Michael E August 4, 2020 - 10:45 am

After years of sporadic riding, I decided to get into cycling this year – initially on my own hardtail mountain bike, then (since much of my riding was on-road) testing my father’s hybrid with narrower tires. Both bikes had flat bars, and as my ride lengths increased, I often found myself leaning forward slightly, elbows bent – wishing for a narrower, lower handlebar position that just wasn’t there. I was also starting to get hand numbness as soon as my rides reached a still-modest 25 km.

A month ago (and less than 2 months into regular riding) I bought a gravel bike with drop bars – and haven’t looked back. I saw an instant 3.5 km/h cruising speed increase over my mountain bike, and the varied hand positions are more comfortable on long rides (I alternate between the drops and hoods all the time). Flat bars are certainly better for mountain biking, but now that I’m used to drop bars, flats feel wide and inefficient on-road.

wheretheroadforks August 5, 2020 - 5:07 pm

Great observations. For some riders, drop bars are the better choice. That speed increase is great. Actually, I think efficiency is the biggest benefit of drop bars. If I only road on the road, I would prefer them as well.

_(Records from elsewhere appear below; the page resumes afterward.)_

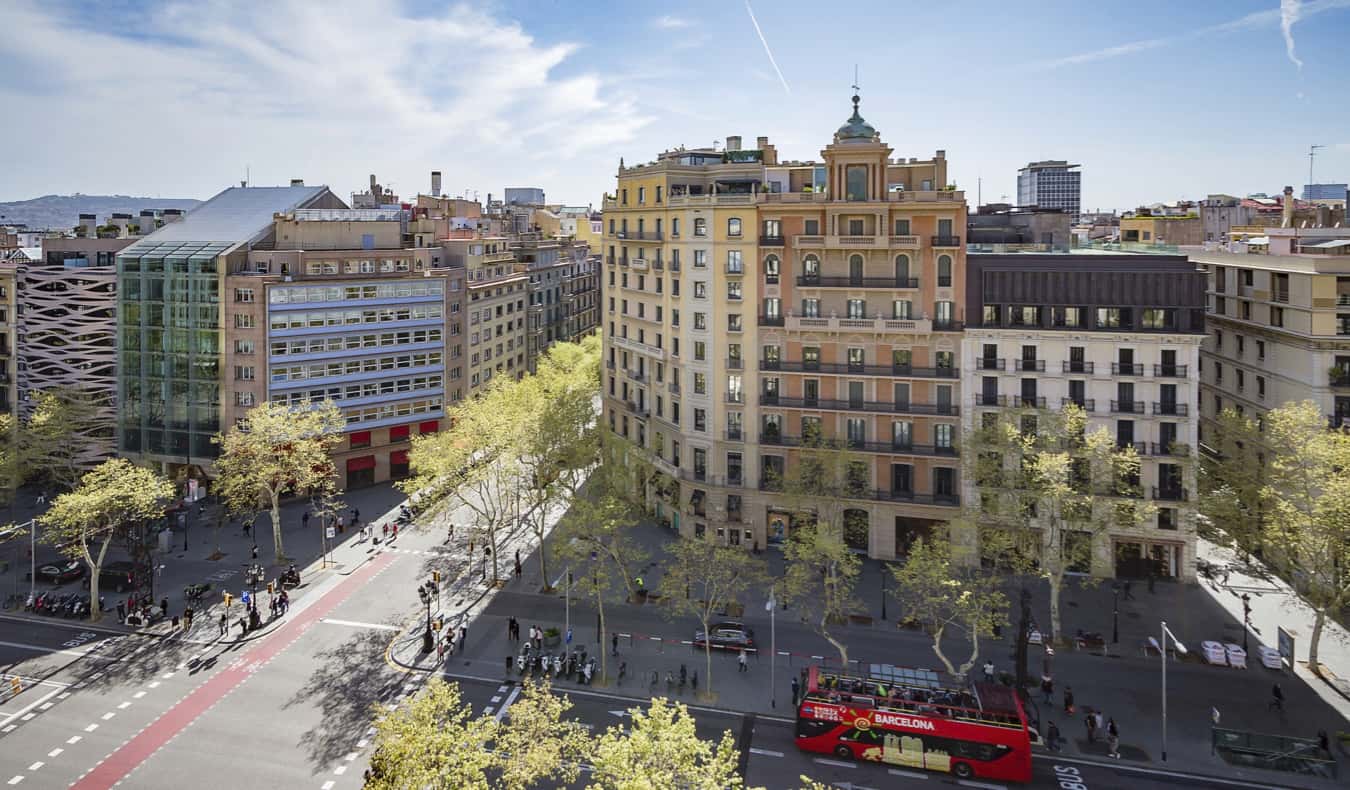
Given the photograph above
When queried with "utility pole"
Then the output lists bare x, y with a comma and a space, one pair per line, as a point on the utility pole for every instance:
1312, 154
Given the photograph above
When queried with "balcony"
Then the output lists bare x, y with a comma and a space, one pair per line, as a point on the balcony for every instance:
837, 369
872, 407
1173, 449
1086, 404
875, 324
1171, 408
1169, 493
887, 282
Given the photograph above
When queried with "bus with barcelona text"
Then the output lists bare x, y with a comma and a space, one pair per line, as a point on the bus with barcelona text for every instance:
907, 719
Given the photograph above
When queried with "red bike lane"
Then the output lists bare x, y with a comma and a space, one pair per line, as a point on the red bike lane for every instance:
161, 731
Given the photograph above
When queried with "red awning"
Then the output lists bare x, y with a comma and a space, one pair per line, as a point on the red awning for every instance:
361, 463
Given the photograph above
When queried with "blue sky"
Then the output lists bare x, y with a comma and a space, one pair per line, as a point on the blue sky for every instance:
1157, 100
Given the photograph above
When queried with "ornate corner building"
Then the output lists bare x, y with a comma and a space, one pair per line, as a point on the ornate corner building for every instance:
749, 303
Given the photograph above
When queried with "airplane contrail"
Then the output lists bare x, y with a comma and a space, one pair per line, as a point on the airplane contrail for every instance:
767, 51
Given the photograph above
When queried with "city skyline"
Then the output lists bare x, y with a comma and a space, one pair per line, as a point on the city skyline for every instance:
517, 93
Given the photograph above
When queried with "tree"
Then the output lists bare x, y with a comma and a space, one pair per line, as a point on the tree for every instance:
821, 569
660, 750
432, 740
1306, 498
558, 434
593, 538
944, 597
1048, 489
537, 744
274, 451
713, 577
1230, 484
477, 462
110, 500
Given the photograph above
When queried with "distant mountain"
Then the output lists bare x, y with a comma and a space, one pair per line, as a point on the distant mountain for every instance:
62, 211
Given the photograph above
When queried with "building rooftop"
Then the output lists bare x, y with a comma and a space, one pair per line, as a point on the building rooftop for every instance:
239, 214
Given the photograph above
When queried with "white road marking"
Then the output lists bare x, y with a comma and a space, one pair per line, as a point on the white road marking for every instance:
358, 624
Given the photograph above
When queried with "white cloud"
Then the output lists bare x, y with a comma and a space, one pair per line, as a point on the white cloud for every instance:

Al Green September 23, 2020 - 2:32 am

I’ll object to only two things… that drop bard force you into uncomfortable positions compared to flat bars…. It depends on your setup. I have my drop bars so that the typical(on the hoods) position be as comfortable as possible and i vastly prefer that to flat bars at their comfiest.

Another one is sccessibility of breaking. In 2 out of 3 positions breaks are just as accessible as on flat bars. And you’d have to be mad to ride in traffic on the flat portion anyway not only due to breaks but leverage on sharper turning. So the potential lag in breaking doesn’t come to play in traffic at all.

Personally i prefer drop bars as i mainly ride road and not that challenging terrain.

And biggest benefit for me is not the less resistance/better efficiency but simply how comfortable they can be.

wheretheroadforks September 27, 2020 - 10:49 pm

Good points. I’ve come around to drop bars over the past couple of years. I still don’t feel quite as comfortable as I do on flat bars but I do appreciate the on the hoods position. Drop bars can be comfortable. As far as braking goes, I still feel like it is a bit of a disadvantage having to move your hands to break in some cases. It’s rarely an issue though. I agree that the efficiency of drop bars is a major advantage.

AM March 20, 2021 - 6:20 pm

I think it’s a misconception that flat bars are more ‘upright’, because you can set up either drop or flat bars to whatever height you like via stem length and angle, or handlebar rise, plus flat bar bikes often have longer top tubes to compensate. People with flat bars tend to ride less aggressively, but there’s nothing stopping you from setting up a flat bar bike for an aggressive forward crouch. And vice versa for drop bars.

Add in the fact that most road riders actually rarely use drops (probably a good thing in the face of car traffic), much of the benefits of drops disappear.

wheretheroadforks March 29, 2021 - 12:16 am

Yeah, I agree you can set up either type of bar to be as upright or aggressive as you like by changing the stem. That said, bikes that are designed for drop bars tend to have a more aggressive riding position.